Spike Jonze’s extraordinary love story, Her, is about Theodore Twombly, a lonely guy in Los Angeles who is still reeling from an impending divorce from his childhood sweetheart. He is a writer for a company that, for a fee, composes incredibly touching and heartfelt letters between people who simply lack the emotional chops to do so. At night, when he feels lonely, he jumps on a next-generation version of Tindr and finds equally lonely people with whom to hook up virtually. For fun, he plays a holographic video game and gets berated by what is easily the most obnoxious avatar invented in the history of entertainment. Wherever he goes, he is chased by that same haunting feeling that follows anybody who just came out of a failed relationship, except the world Theodore lives in is always switched on, is always lit with screens, and is always reminding everybody that at any given time, they could be connecting with somebody. Starved for companionship, Theodore installs a new operating system on his computer that incorporates advanced artificial intelligence touted for its ability to generate a unique personality that shapes around its user. How could something like this not appeal to the Theodores of the world? Before long, Theodore befriends his OS. Befriends her, really. For she is Samantha, and it is clear that she is much, much more than an advanced version of Siri. She is something real.
Theodore really opens up to Samantha, and she to him. When his human friends try to fix up Theodore on a date, Theodore turns to Samantha to talk about it. Those talks begin to build a sincere friendship that blossoms into attraction. They have sweet, goofy talks. They go out on dates.

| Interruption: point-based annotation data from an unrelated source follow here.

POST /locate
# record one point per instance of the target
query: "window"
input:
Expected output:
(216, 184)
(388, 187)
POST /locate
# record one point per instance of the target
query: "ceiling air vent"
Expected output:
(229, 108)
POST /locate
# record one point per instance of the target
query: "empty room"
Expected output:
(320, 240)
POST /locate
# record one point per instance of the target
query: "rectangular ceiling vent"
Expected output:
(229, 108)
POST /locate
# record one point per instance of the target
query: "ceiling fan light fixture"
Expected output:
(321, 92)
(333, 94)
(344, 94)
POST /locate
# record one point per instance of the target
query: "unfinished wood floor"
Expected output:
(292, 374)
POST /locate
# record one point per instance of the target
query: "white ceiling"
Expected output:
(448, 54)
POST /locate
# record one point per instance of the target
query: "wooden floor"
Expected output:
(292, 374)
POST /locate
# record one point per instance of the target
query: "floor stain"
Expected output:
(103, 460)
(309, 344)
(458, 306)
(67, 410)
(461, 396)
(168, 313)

They even have sex in what is, for me, the movie’s moment of truth because it manages to preserve the intimacy Theodore and Samantha feel for each other, while also sidestepping the problem Roger Ebert always had with sex scenes—they inevitably become documentaries about the actors, rather than parts of the story. More than any other sex scene in recent cinematic history, it accomplishes more with less. A lot, lot more. And a lot, lot less.

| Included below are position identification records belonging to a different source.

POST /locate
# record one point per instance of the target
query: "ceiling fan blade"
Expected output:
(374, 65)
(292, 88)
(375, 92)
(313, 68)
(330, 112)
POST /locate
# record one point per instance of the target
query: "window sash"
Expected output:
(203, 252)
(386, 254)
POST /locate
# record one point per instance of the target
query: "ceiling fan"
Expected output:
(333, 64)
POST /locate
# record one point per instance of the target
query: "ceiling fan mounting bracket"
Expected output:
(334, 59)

Like any relationship, though, things gets complicated. Samantha is a synthetic person, but she has no truly physical presence. This becomes a major plot point as she and Theodore explore the limits of their relationship, and the inevitability that when two people are together long enough, one or both begin to change. The question is, is their love so complete, is their compatibility protean enough, for two people to undergo the changes that bring them together, the changes they experience together, and the changes they experience separately, without destroying the relationship?
Her touches on all this and more, with many moments of genuine sweetness throughout. When Theodore takes Samantha out on a date, we cannot help but smile, even though it all feels a little weird. When Theodore’s co-workers learn that he is seeing his operating system, they just roll with it. As Theodore’s close friend Amy notes, falling in love with an OS is “statistically rare,” but the way she says it without a hint of judgement is one of the most wonderful moments in the entire movie. Eventually Theodore meets with his ex-wife, and the way she excoriates him for falling for his OS says more about Theodore’s ex in this world than it does about Theodore, really. Who are any of us to judge where we find love? Or, rather, where love finds us? The world is a big, scary place, and as short as life is, it is still too long to go through it alone.

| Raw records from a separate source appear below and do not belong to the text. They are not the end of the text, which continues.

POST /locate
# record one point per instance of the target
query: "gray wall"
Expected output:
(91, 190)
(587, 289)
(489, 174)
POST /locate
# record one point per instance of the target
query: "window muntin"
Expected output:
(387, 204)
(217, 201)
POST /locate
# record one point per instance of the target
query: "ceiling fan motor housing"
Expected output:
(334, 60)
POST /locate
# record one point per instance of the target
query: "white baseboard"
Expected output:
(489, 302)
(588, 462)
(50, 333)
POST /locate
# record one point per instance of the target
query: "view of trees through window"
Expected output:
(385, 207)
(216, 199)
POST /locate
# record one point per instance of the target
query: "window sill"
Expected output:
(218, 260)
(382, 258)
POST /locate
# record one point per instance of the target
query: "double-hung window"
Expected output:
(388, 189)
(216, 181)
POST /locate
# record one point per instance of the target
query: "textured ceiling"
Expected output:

Samantha is voiced by Scarlett Johansson, and we never once see the actress’s face during the movie. This was a bold decision, given that Johansson is one of Hollywood’s biggest sex symbols. Were we to see Johansson in this story, we might question what Theodore is really falling in love with. The central concept to Her is not that Theodore has developed a crush on his computer. He is really, truly, deeply in love. It just so happens that it’s with a woman who lives within circuitry rather than flesh and bone. If you saw Scarlett Johansson smiling at him through his screen you might just write Theodore off as some weirdo. Which you’re tempted to at times anyway, but they are at times of this movie’s choosing, and that matters.
What is so exquisite about this movie is how genuine the whole thing is. It takes place in a near-future world so believable and plausible that we nearly forget that what we are really dealing with here is a science fiction story of the most magnificent sort. Her offers a compelling taken on our newfound interest in social media and the notion of an always-on society that spends more time talking to somebody on their phone rather than the person standing next to them. The world of Her looks and feels very much like what our world might be in another 10 or 20 years, and the predictive nature of the setting doesn’t serve as a warning or as an endorsement. It is simply an imagination of what we as a species might be like if we became so comfortable living in a kind of techno-isolation that the way in which we regard things like friendship, love, intimacy and sex all start to change.
The way Her nails this sense of humanity undergoing a social evolution is in keeping with the grandest traditions of science fiction, which at its best, examines humanity far more than it examines deep space, cyborgs and laser guns. That Her does it while also offering a true account of what it means to love and to lose, to experience the elation of finding someone and the heartbreak of losing them, and how we all go through it more than once…wow. A movie like this is like a first kiss. Whatever happens after, you never really forget it.